Rossendale Free Press

Cold weather can kill even a king of birds

- SEAN WOOD The Laughing Badger Gallery, 99 Platt Street, Padfield, Glossop sean.wood@talk21.com

THE recent bout of extended cold weather reminds me of one of my seminal wildlife moments from 1963. I was ten-years-old and the infamous winter was nearly over, and time was almost up for that most beautiful of birds, the kingfisher.

Kingfisher­s hunt their prey in water, but what if the water is frozen, what happens then?

I’ll tell you what happened, 90 per cent of the UK’s population of the bird perished, in every sense of the word. With no fish, they quite literally fell off of their perches, or froze to death in their nest holes by the thousand.

My epiphany occurred near the village of Barrow upon Soar in Leicesters­hire. I had been out all day as usual in the biting cold with not a care in the world, and I was heading home for one of me Mam’s legendary Irish Stews. My nose was as red as a pepper, and my fingers were without feeling but, with the light fading fast, there was time for one last detour to a large pond which was sure to be frozen over and ideal for sliding on.

Mid-skid I watched as the watery yellow sun lit up the frosted snow on top of the ice and it was then that the wand was waved and like an insect set in amber, there appeared a kingfisher frozen in a patch of clear ice, an iridescent jewel frozen in time, colours intact and wings tucked in mid-dive. I’ll never forget that and I have a Bavarian priest to thank for corroborat­ion of my childhood memory.

On the internet a couple of years ago there was a picture he took of an ice-entombed kingfisher just how I remember the one in my story. The German name for the kingfisher is very apt - Eisvogel, the ice bird. I have also heard tell that, in Scotland, salmon were seen mid-leap in frozen waterfalls, a phenomenon recorded by Sting in his song, ‘King of Pain’.

“There’s a dead salmon frozen in a waterfall. That’s my soul up there…”

Back to my story, the snow had started on Boxing Day 1962 and the big freeze had lasted until March 1963. Blizzards caused snow drifts up to six metres deep, telephone lines were brought down and temperatur­es fell so low the sea froze over. Temperatur­es dropped as low as minus 22.2C (minus 8F) on January 18, 1963 in Braemar, Aberdeensh­ire.

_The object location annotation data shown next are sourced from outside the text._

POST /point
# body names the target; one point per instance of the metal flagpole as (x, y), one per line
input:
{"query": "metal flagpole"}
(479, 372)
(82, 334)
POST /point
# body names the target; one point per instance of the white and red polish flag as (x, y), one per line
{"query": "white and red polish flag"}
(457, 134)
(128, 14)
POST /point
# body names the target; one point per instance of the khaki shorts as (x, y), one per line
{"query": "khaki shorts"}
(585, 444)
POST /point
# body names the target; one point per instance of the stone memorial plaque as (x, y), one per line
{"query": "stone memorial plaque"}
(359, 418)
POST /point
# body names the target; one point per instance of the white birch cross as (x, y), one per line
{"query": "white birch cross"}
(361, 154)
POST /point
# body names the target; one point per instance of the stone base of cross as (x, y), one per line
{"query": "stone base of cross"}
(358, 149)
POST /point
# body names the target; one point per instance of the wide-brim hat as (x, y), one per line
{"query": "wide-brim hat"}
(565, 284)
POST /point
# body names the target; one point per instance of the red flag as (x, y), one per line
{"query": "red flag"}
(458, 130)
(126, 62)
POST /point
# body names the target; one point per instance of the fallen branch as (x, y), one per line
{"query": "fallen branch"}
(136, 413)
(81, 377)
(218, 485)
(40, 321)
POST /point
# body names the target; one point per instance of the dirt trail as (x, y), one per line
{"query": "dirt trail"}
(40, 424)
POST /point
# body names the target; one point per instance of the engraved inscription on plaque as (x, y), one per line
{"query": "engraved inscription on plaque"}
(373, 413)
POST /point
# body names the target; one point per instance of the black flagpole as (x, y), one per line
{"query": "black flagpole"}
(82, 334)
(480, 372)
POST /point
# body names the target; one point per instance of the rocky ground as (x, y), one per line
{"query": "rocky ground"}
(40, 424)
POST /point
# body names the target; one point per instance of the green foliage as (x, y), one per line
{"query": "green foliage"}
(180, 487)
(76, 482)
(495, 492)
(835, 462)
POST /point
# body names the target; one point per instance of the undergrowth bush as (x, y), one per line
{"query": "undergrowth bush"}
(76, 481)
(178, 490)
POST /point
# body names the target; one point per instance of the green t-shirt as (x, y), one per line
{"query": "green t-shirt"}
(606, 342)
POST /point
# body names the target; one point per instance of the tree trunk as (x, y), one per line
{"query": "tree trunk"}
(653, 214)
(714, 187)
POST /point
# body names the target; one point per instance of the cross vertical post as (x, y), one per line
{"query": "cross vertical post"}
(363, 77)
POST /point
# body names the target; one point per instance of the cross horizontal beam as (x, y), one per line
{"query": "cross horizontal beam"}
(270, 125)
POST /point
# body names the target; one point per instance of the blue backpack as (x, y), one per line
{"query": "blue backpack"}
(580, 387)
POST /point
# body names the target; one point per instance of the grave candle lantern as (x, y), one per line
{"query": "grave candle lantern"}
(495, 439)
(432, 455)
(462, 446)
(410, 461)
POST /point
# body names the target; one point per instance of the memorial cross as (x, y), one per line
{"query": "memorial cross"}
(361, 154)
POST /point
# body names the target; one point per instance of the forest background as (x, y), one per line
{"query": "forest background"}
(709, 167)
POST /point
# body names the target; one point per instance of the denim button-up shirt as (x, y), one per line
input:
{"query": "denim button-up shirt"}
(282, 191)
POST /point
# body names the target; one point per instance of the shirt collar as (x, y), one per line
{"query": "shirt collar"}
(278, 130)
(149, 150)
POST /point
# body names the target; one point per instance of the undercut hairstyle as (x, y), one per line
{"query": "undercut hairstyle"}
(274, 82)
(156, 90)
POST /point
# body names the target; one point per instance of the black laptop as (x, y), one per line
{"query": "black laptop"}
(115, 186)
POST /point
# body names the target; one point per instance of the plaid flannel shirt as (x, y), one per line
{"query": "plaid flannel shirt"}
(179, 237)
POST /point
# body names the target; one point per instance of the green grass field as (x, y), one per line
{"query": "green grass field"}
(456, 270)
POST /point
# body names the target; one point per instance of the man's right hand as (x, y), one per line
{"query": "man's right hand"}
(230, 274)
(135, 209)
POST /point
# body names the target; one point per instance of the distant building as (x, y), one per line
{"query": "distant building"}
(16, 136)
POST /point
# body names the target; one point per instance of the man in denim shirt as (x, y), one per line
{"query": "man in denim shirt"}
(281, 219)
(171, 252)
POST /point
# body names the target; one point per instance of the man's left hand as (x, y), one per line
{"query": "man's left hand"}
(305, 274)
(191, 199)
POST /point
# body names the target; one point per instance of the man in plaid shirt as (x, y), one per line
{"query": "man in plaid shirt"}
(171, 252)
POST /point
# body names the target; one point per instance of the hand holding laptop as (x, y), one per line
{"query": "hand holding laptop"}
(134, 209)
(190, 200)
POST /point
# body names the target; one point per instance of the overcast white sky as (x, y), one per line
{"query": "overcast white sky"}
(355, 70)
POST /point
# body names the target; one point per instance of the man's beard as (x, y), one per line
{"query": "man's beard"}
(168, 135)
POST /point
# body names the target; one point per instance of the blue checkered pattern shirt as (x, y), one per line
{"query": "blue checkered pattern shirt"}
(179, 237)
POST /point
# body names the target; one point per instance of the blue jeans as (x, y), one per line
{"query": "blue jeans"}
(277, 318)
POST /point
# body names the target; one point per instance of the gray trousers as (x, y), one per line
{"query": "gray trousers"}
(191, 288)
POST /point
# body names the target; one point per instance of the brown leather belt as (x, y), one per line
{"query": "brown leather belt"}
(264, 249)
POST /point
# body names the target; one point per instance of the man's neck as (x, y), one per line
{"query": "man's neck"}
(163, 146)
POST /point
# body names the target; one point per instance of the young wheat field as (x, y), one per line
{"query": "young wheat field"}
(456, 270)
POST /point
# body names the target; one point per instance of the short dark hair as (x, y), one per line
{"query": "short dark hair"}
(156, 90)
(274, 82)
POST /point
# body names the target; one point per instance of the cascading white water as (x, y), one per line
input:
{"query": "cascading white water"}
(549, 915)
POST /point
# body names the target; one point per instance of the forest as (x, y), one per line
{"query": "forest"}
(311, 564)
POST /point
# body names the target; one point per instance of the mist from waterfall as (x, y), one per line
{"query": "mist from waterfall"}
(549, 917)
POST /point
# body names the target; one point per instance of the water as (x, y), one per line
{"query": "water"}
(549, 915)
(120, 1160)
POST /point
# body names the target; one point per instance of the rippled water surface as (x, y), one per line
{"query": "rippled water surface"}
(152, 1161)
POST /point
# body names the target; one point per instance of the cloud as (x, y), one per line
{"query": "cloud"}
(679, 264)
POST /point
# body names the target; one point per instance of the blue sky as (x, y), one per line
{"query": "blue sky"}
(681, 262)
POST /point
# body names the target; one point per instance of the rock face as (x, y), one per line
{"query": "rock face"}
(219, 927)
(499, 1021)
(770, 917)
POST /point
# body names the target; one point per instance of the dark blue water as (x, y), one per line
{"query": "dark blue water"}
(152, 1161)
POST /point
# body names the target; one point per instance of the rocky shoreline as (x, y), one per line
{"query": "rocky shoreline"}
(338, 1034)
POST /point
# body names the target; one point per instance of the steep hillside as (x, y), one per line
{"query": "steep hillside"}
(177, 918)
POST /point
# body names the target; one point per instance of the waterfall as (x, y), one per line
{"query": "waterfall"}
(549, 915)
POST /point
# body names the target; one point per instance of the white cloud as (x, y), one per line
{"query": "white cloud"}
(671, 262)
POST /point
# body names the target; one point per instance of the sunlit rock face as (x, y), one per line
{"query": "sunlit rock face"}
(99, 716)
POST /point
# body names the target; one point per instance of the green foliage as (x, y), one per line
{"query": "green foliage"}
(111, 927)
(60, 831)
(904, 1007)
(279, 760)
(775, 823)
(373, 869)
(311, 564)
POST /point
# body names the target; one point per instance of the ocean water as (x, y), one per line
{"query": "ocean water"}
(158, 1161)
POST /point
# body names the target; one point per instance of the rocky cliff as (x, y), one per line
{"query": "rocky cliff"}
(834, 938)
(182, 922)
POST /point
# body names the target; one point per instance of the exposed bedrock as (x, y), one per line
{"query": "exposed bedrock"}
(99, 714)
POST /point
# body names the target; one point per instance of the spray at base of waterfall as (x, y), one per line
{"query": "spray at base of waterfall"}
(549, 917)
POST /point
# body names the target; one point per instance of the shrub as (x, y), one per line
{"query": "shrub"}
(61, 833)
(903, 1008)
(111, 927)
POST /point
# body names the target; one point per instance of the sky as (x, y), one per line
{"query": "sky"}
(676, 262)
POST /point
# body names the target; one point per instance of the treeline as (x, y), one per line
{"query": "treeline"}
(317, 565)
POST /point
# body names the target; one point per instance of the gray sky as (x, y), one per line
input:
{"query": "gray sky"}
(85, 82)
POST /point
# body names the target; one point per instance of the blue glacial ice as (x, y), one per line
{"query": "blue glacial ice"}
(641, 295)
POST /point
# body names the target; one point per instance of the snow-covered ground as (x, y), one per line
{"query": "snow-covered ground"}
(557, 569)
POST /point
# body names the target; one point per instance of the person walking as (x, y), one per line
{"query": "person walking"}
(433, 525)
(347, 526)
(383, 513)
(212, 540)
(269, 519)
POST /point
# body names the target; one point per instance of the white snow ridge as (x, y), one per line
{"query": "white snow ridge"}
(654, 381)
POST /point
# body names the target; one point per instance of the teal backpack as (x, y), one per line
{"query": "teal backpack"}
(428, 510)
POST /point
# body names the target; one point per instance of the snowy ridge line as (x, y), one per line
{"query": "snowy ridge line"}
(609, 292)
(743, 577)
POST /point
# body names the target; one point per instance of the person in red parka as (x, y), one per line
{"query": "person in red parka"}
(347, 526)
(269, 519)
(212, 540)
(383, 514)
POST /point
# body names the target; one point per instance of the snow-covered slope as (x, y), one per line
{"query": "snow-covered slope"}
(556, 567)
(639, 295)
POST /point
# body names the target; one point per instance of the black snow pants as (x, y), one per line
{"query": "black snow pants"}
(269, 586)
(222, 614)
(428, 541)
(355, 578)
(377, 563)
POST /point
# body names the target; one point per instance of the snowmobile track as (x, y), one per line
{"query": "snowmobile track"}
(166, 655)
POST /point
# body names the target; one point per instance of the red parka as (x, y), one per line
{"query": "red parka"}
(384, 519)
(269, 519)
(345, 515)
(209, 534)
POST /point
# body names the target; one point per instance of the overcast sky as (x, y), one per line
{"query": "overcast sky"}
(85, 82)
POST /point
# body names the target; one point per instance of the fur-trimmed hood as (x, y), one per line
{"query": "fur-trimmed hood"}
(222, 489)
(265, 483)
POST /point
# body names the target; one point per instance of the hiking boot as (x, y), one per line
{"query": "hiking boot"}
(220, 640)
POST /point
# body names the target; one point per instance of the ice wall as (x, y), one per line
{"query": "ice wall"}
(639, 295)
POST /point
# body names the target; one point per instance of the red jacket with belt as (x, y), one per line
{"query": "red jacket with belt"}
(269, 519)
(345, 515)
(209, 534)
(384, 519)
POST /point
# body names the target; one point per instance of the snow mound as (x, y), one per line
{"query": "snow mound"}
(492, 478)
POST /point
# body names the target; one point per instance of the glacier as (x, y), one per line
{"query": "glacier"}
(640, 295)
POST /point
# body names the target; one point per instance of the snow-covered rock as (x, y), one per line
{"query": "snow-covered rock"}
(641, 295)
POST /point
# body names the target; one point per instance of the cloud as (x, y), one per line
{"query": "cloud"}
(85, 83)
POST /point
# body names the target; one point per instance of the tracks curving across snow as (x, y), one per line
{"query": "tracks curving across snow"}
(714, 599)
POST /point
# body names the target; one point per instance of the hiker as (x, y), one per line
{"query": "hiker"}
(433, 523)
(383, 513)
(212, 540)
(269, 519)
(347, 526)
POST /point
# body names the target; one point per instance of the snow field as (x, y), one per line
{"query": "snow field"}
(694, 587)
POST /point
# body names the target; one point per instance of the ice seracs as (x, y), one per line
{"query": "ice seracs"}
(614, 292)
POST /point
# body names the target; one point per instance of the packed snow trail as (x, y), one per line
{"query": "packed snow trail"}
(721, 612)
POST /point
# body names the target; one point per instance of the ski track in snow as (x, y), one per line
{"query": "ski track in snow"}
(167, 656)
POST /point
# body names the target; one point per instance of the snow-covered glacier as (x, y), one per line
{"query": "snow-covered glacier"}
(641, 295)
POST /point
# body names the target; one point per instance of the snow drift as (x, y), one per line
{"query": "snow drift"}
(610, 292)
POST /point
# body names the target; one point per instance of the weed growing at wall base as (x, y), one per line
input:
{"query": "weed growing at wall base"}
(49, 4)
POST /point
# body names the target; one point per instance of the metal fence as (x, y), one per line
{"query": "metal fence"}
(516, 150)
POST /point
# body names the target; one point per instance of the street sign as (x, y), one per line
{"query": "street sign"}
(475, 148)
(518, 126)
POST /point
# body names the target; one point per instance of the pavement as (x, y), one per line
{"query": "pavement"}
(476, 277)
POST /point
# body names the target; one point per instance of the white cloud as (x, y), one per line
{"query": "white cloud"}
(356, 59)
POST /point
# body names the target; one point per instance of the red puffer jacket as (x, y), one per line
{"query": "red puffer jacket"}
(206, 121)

My old neighbour at Crowden, railwayman John Davies (pictured above), recalled the coldest month since 1814: “There was snow everywhere and strong winds from the north and east, us lads used to wear our pyjamas under our railway uniform.”

He added: “One train driver made the mistake of stopping for a brew at Crowden Station, unofficial tha knows, and we had to light a fire underneath to defrost parts of the engine. Good job the bosses never found out”.

John Davies, who died in his early 90s, was a top man, full of stories, many yet to be told, and full of mischief.

I remember telling him of my frozen kingfisher story and he had one of his own about a dog getting caught by his legs as the water in the residuum lodge at Heydon Brook froze so fast. He was particular­ly tickled, and laughed out loud, when he told me that dynamite had been used after an avalanche had blocked the railway line from Edinburgh to Carlisle near Galashiels!